Asking prices for London properties have climbed to £544,231 - £30,000 higher than the all-time record set in July.

The amount London property owners expect to get for their home climbed 10.2 per cent over the month, leading a leading housing market analyst to warn that prices in the capital are becoming “unsustainable”.

“Some agents report there is a buying frenzy in parts of prime inner London, but prices growing at around 2 per cent a month – as they have in the last quarter - is not sustainable,” said Miles Shipside of Rightmove.

The online property site’s October survey published today shows something of a recovery across the country with national asking prices rebounding 2.8 per cent to an average £252.418.
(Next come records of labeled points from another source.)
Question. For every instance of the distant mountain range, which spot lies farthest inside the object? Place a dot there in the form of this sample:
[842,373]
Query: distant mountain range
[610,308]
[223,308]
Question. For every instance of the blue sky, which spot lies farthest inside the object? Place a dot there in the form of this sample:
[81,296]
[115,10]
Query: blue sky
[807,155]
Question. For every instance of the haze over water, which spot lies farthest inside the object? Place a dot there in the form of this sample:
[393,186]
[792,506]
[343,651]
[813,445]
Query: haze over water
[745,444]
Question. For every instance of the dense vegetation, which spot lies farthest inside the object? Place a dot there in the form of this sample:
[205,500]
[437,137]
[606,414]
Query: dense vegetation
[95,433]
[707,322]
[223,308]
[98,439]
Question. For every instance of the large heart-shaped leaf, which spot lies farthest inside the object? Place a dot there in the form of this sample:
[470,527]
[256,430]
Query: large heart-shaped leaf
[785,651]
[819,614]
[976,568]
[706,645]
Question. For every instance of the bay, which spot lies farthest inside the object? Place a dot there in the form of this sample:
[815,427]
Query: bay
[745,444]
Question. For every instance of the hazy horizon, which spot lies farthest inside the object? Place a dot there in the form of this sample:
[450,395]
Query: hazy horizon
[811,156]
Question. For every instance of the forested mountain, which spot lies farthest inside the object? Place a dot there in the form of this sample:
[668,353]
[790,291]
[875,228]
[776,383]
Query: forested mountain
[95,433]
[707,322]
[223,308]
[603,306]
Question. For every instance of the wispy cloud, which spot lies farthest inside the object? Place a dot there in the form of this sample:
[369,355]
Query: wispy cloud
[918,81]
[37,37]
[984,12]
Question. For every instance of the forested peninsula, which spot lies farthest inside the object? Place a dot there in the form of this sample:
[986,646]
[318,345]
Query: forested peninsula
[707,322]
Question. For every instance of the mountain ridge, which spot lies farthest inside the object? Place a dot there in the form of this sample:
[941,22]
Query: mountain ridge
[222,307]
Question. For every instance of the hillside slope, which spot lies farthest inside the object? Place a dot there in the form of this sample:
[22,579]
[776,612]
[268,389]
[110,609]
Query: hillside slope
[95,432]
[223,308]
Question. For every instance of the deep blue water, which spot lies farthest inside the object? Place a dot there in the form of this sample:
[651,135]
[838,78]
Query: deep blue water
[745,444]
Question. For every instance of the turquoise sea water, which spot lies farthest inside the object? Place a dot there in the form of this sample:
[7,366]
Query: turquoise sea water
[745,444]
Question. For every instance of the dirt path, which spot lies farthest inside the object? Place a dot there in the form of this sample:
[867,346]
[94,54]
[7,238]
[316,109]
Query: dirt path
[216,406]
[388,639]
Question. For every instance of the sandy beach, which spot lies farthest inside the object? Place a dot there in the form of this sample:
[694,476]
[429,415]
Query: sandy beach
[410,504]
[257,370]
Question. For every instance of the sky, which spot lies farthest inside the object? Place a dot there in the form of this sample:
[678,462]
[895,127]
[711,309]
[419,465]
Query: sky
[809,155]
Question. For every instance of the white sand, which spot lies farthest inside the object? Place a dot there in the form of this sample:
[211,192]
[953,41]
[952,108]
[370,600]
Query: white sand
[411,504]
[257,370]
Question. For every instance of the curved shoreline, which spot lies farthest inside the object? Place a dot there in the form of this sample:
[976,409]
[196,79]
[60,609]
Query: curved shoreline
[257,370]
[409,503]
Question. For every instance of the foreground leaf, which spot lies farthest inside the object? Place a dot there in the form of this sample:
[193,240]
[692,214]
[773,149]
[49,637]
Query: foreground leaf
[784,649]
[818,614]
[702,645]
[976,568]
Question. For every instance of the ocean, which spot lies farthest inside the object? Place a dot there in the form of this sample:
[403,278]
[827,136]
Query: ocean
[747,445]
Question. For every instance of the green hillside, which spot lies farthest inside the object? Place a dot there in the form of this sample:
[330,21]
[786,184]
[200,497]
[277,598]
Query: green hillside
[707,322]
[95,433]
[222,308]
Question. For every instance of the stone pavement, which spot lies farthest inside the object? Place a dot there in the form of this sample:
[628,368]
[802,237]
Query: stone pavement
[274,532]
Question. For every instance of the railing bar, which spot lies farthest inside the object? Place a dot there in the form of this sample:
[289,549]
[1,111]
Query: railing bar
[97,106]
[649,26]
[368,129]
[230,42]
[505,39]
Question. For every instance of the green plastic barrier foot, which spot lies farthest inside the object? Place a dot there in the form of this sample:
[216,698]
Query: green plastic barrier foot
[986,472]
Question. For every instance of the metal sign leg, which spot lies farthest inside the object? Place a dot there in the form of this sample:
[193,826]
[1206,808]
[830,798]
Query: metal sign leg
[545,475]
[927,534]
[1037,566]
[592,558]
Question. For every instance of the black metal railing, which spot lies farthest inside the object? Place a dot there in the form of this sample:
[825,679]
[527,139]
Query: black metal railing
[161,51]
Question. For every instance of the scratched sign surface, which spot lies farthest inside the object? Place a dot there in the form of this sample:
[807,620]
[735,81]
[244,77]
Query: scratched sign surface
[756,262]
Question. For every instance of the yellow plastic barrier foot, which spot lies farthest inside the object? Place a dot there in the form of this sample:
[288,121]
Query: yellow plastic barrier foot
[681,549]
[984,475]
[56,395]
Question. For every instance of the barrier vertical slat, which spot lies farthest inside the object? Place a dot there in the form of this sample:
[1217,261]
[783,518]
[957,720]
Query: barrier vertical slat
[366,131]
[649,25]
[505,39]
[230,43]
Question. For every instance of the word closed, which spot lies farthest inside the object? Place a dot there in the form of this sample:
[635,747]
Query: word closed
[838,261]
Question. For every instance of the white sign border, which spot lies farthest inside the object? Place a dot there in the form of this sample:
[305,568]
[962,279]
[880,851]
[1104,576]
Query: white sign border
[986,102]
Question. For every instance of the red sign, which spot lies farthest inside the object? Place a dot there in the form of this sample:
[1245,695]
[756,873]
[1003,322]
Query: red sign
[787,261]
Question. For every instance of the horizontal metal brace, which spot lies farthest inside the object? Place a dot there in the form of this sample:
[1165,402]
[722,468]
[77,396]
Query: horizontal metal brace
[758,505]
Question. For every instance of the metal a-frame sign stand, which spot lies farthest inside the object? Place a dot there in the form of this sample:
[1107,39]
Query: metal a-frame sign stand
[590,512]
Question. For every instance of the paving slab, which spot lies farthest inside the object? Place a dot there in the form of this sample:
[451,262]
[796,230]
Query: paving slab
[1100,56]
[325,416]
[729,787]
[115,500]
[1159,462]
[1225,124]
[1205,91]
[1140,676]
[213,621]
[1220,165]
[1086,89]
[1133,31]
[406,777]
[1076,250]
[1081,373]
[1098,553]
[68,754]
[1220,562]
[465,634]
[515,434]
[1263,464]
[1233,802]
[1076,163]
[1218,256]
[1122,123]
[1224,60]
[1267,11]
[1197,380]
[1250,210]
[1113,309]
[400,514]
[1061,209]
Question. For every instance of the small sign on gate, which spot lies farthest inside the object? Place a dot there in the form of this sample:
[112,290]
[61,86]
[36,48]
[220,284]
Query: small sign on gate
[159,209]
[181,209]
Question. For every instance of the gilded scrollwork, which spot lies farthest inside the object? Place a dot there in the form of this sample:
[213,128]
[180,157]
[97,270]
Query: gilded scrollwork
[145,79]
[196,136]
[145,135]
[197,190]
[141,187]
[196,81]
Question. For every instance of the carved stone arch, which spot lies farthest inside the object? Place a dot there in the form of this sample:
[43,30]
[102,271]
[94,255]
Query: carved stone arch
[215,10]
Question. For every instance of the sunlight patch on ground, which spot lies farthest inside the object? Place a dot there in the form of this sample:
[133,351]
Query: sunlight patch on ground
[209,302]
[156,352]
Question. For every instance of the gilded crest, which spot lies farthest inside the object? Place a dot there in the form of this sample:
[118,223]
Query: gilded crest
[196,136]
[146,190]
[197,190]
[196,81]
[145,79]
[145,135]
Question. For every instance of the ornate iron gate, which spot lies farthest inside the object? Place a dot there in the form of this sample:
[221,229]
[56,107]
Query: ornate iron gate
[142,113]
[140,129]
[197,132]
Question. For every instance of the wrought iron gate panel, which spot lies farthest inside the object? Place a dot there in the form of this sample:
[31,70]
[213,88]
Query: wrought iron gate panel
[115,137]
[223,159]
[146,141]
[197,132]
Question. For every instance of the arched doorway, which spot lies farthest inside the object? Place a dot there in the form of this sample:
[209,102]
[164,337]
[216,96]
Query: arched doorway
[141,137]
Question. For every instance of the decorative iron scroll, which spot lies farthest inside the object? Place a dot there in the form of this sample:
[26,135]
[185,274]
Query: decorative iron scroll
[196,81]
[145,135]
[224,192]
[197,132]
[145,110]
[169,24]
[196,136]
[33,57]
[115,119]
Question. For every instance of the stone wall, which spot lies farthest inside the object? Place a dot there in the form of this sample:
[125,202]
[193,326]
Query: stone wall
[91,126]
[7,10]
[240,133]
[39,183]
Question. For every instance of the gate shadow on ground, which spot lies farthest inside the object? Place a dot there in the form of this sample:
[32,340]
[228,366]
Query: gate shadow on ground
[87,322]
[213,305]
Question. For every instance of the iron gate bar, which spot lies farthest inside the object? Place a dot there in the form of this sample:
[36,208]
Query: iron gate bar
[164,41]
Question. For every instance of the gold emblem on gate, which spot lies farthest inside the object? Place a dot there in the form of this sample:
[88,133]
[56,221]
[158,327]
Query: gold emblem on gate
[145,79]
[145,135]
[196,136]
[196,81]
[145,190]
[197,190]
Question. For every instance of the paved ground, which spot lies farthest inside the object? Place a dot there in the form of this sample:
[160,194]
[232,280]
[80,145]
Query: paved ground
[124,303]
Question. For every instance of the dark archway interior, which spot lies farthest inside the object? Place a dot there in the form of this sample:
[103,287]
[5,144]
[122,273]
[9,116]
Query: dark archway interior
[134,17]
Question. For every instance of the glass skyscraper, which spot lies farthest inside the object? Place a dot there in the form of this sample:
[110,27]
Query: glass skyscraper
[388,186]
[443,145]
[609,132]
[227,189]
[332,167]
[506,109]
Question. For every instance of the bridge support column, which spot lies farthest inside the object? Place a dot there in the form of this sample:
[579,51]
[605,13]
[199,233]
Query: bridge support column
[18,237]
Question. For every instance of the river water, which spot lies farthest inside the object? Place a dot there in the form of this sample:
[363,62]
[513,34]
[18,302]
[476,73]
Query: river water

With affordability in London stretched, the 5 per cent deposit incentive of the recently-launched phase two of Help to Buy is likely to have greater impact outside the capital as first-time buyers look to purchase property elsewhere.

Average asking prices in even the more affordable outer London boroughs are at £461,937, making them more than twice the average in the rest of England and Wales excluding London, at £226,861.

Meanwhile prime inner London property has reached stratospheric levels at £937,110, yet the average London wage is only 60 per cent higher than the rest of the country.

“In London, the buying power required to get onto or move up the housing ladder means you have to tap into the Bank of Mum and Dad rather than buy courtesy of a helping hand from Uncle George,” said Mr Shipside.

“Indeed, nearly two in five would-be first-time buyers in the capital state that they expect to receive parental assistance.”

He said a housing bubble seems a long way off in the majority of regions, with two having recorded monthly falls (West Midlands and Wales), five still negative year-on-year (North, North West, Wales, West Midlands, South West), and seven in ten regions recording annual price increases which lag behind inflation.